El proyecto, que se desarrolla en la localidad de Al-Qaa, en la frontera con Siria, está en una zona especialmente sensible por su cercanía a áreas de conflicto. Allí, la figura de Cristo Redentor comienza ya a tomar forma visible, erigiéndose como un signo de fe en medio de una realidad marcada por la incertidumbre.
Un paso clave en la construcción
Las imágenes difundidas muestran el instante en que la cabeza de la estatua es elevada mediante grúas y colocada sobre el cuerpo de la estructura, todavía rodeada de andamios. Se trata de un avance técnico relevante, pero también de un momento cargado de simbolismo, ya que completa visualmente la imagen y permite apreciar la dimensión final del proyecto.

Este hito marca una etapa decisiva en la construcción, que avanza pese a las dificultades logísticas y a la situación de inseguridad que atraviesa el país.
Una obra de gran escala en el valle de la Bekaa
La estatua, de aproximadamente 15 metros de altura, se alza sobre una base de varios metros, superando en conjunto los 20 metros. Está situada en el llamado Jabal al-Salib, el “Monte de la Cruz”, desde donde domina el valle de la Bekaa.
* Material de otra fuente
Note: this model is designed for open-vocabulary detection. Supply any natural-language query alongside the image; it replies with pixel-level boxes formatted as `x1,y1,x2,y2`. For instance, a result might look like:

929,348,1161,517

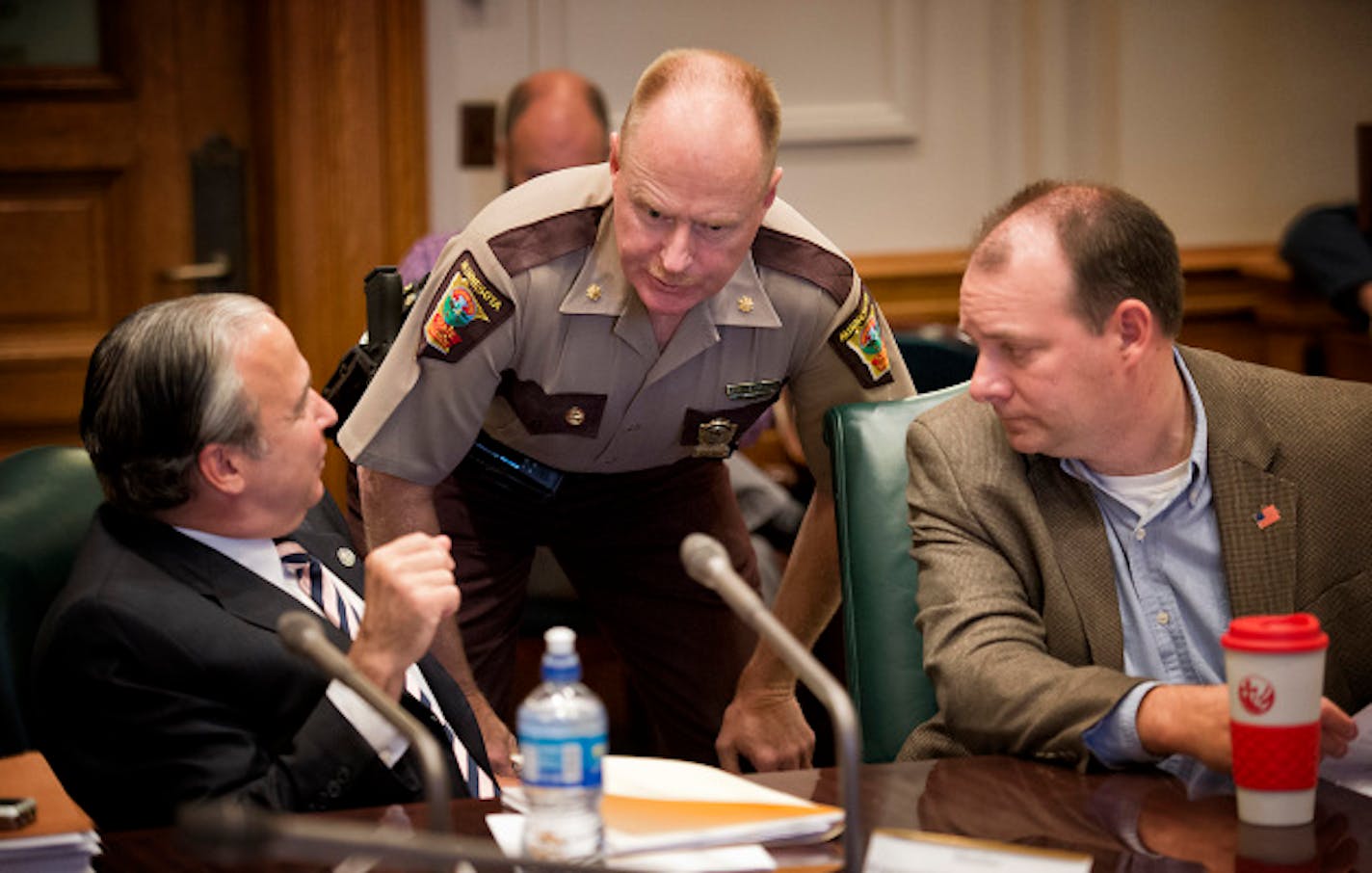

El proyecto no se limita a la escultura. Está previsto que el lugar se convierta en un centro religioso que incluya una iglesia y espacios destinados a la oración y la peregrinación, con la intención de consolidarse como punto de referencia espiritual para los cristianos de la región.
Un signo de fe en medio de la adversidad
La construcción de esta imagen adquiere un significado particular en el contexto actual del Líbano, marcado por la crisis económica, la fragilidad política y la amenaza constante de la violencia en sus fronteras.
En este escenario, la estatua de Cristo se presenta como un gesto visible de esperanza y de afirmación de la identidad cristiana. No es solo una obra arquitectónica, sino una declaración pública de fe en un entorno donde las comunidades cristianas viven bajo presión.